I am afraid to go anywhere that I'm not absolutely sure how to get to and how to get back from.

You have to understand, there really aren't a lot of main highways around here, so it does get confusing for me.

Here's where I have been leading up to:

When I got here this weekend I got a very, very early birthday present from Capt. My birthday is in December. Maybe by the time my real birthday comes around he'll forget that he already got me something. Maybe I'll forget too.

Oh the possibilities!

This is what he got me.....a Tom-Tom.

It is amazing, yet freakish, at the same time.

It knows exactly where you are at all times and shows you very simply how to get anywhere. It is so easy to use and that's saying a lot because not only am I navigationally-challenged, I'm also electronically challenged. I just have to press the screen with my finger and point to the places I want to go.

And it shows you were the nearest restaurants are. And gas stations. And ice cream shops. And department stores. It also can let you know if there is traffic up ahead, though I haven't figured this feature out yet.

So a little while ago I went for a drive by myself without a care in the world. And when I got lost I just turned on TomTom and the oh so pleasant voice told me where to turn to get back home.

Capt always knows how to make my life easier.

Now they need to invent a devise that drives the car for me while I take a nap or do my nails. That would be really nice.

Monday, June 04, 2007

Let it rain

Hi everyone! Thanks for all your kind and supportive comments about Ann's death, it really is so wonderful to have blogging friends!

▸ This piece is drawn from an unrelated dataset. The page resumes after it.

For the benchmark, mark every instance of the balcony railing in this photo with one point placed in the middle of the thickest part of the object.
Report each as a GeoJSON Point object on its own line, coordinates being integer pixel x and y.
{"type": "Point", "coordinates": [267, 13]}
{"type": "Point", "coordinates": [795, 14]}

I took a 3 day weekend so I could rest and recuperate from this past week. I didn't plan to take off today, Monday, it just seemed like a good idea at 4:00 am when I got out of bed and saw we were having a tropical storm here in Connecticut.
I'm having so much fun living here. I just wish it was full time instead of only the weekends.
This past Saturday morning I was cleaning the hummingbird feeders and making more food for them (sugar water). I was standing at the kitchen sink and I watched out the window as a green hummingbird was looking for the feeders. He flew all around the area of the deck where they usually are and then he flew directly in front of the window and looked right at me as if to say, "Hey Lady, where's my food already?" I raised my index finger to let him know 'one minute' and that seemed to satisfy him.
I named that one 'Harry', after my Jewish grandfather.
So I hung out all day doing nothing, except I cleaned out the fireplace and I organized my bedroom closet.
And listen to the rain pitter-patter on the roof.
Yeah, I could get used to this new life.